Talking to my doctor about kidney donation

My primary care physician was encouraging, in a very matter-of-fact way (which was extra-reassuring). She has two patients who’ve donated kidneys and at least one who was born with just one kidney. She confirmed that the risk is low, that you really only need one, and that “someone will really appreciate it.” Jonathan and I had another talk today and he’s on board. We strategized when to tell family, which is what he’s most worried about – not unless/until I pass all the screenings and get an actual surgery date. Friends I won’t tell until after the surgery, if I get that far.

If you’ve gotten your DNA sequenced, you might be interested in Promethease, which is now free through the end of 2019. It compiles a zillion traits from SNPedia in a nice format. I searched on “kidney” and the variants that came up for me are primarily postiive: rs1711437(A;G) correlated with “younger, healthier kidney function”, rs6495446(C;T) – “0.8x reduced risk for chronic kidney disease.” I take that with a generous side of rock salt, but hey, it sounds good!

Next kidney stop: filling out the National Kidney Registry form on my birthday.

First steps on the journey

Written after talking to Jonathan at length, in preparation for asking my primary care physical about kidney donation

I’ve been aware of kidney donation for a long time but didn’t start really seriously thinking about it until reading Dylan Matthew’s story.
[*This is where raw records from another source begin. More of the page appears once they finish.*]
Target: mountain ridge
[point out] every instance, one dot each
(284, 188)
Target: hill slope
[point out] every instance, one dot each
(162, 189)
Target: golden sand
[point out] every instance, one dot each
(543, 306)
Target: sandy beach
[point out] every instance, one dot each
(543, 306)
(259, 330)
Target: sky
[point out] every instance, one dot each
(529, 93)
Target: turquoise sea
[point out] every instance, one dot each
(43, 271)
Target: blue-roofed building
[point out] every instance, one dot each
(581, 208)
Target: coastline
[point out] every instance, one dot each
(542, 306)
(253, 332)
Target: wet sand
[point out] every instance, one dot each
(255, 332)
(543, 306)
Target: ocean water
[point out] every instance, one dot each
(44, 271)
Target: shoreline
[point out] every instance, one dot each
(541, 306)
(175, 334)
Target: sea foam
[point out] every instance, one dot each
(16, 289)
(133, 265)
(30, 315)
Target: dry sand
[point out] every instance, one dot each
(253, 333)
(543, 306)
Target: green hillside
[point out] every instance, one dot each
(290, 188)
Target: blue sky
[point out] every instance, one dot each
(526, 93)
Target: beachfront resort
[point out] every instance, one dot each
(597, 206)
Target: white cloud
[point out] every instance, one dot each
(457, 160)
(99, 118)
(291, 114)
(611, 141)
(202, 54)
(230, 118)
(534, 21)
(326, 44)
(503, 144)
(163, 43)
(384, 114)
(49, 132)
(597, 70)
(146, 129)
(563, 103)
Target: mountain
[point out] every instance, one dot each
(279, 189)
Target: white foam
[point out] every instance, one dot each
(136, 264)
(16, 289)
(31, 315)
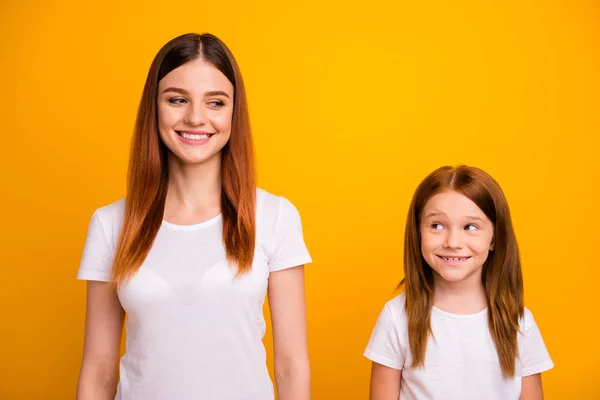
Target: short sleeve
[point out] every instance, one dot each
(97, 258)
(288, 248)
(534, 357)
(384, 346)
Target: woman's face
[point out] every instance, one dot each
(195, 110)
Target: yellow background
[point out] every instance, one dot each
(352, 104)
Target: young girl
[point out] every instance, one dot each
(459, 330)
(192, 250)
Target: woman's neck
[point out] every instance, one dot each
(194, 192)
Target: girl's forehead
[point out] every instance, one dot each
(451, 204)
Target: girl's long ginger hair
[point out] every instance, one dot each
(148, 169)
(501, 275)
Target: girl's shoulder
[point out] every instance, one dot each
(396, 309)
(527, 321)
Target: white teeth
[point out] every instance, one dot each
(454, 258)
(194, 137)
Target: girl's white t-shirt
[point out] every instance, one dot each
(194, 330)
(461, 361)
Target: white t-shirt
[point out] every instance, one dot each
(194, 331)
(461, 362)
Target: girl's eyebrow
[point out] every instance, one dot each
(183, 91)
(434, 214)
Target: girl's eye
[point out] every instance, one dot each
(177, 100)
(216, 103)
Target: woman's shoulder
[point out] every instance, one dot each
(271, 206)
(111, 215)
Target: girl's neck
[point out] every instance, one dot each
(464, 297)
(194, 192)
Donating whatever can be used after my death always seemed like a no-brainer. I was a timid child, afraid of pain but wanting to be brave, and I admired my dad’s regular blood donation so much. I got physically braver as I aged and started donating blood myself in the 90s – I’m nearing 10 gallons by now! In 2008 I volunteered with a young man who told me his story of donating bone marrow, which he described as one of the highlights of his life. I researched it and signed up with Be the Match, but I’ve never been called.

I remember thinking “oh, I could never do that” about kidney donation when I first heard about it. But so much has changed about the donation process, and I’ve also undergone multiple similar surgeries so it’s less scary to me (I had 3 operations for endometriosis, 2 full incisions and one laparoscopic).
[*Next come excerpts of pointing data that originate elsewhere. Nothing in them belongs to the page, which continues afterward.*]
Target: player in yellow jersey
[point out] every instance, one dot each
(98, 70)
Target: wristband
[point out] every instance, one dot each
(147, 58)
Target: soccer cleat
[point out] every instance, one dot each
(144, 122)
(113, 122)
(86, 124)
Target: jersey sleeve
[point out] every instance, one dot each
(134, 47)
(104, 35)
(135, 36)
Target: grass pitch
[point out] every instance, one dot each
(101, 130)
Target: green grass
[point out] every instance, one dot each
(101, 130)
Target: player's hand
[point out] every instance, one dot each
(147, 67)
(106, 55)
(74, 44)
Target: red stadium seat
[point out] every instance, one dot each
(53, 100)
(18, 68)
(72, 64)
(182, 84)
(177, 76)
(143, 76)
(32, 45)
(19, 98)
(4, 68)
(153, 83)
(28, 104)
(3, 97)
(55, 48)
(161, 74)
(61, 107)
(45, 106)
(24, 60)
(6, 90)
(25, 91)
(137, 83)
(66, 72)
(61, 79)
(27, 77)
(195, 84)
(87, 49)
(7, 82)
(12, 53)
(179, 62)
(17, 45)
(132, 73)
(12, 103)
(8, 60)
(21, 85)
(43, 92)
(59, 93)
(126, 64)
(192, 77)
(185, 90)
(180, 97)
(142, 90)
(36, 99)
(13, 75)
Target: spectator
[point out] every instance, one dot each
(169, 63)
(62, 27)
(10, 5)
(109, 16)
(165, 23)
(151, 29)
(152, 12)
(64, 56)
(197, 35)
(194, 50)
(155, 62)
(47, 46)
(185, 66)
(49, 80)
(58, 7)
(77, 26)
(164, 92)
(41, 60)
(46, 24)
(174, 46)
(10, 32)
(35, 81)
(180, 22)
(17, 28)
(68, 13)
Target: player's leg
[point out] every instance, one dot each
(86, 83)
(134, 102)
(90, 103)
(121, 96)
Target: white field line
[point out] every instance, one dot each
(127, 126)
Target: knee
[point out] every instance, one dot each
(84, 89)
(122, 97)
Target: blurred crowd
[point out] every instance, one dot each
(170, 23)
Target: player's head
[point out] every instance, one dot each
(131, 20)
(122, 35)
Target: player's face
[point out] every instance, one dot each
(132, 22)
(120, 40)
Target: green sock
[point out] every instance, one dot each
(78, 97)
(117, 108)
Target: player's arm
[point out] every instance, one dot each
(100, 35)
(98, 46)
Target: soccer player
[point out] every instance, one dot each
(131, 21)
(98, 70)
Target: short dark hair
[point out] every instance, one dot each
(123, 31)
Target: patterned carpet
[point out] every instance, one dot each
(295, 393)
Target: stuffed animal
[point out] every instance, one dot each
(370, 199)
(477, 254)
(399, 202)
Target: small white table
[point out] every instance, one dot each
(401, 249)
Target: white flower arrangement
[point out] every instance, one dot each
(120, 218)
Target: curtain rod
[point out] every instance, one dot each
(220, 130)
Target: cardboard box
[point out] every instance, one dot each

  • Nephrectomy is typically laparoscopic now and most people go home after 1-2 days and are back at a desk job in a few weeks.
  • I would never want to individually choose a stranger to give to. The growing number of non-directed donors has normalized that choice (I read the Larissa McFarquar article when it came out in 2009 and it made the donors seem kind of weird).
  • Kidney chains, especially ones that are separate in time and space (as opposed to the simultaneous surgeries like in the Grey’s Anatomy episode) have revolutionized what one donation can do.
  • This is really new and I had already made my decision before I heard about it: now you can give family members who might need a kidney in the future a priority voucher. We don’t have kids and nobody has kidney disease in our families, so this is a nice extra for me, but if I had been on the fence this would have a been a huge relief that I wouldn’t need to “save” my kidney for someone who might need it.
  • I have a job with great sick leave and live very close to a transplant center, but now time off and transportation costs are covered for most people.
  • NKR offers various kinds of insurance too.

Psychologically, I’m drawn to kidney donation because it’s a way to do something clearly good in the world. This is a way of giving back in gratitude for my ridiculously-good health. I’m lucky to know I’ll probably handle the surgery well: I don’t get particularly anxious, I’m fit, and I’ve healed quickly in the past and know what my body needs. Plus it’s a new adventure/a big accomplishment if I succeed! It’s a challenge on the scale of running a marathon (I’ve done 3) but it will benefit other people and not just me.

I have done so, so much research on this – that’s my way when approaching a new challenge. There are a lot of first-person accounts out there now, luckily. My current favorite site is Kidney Donor Athletes. I hope I get to send them an article next year!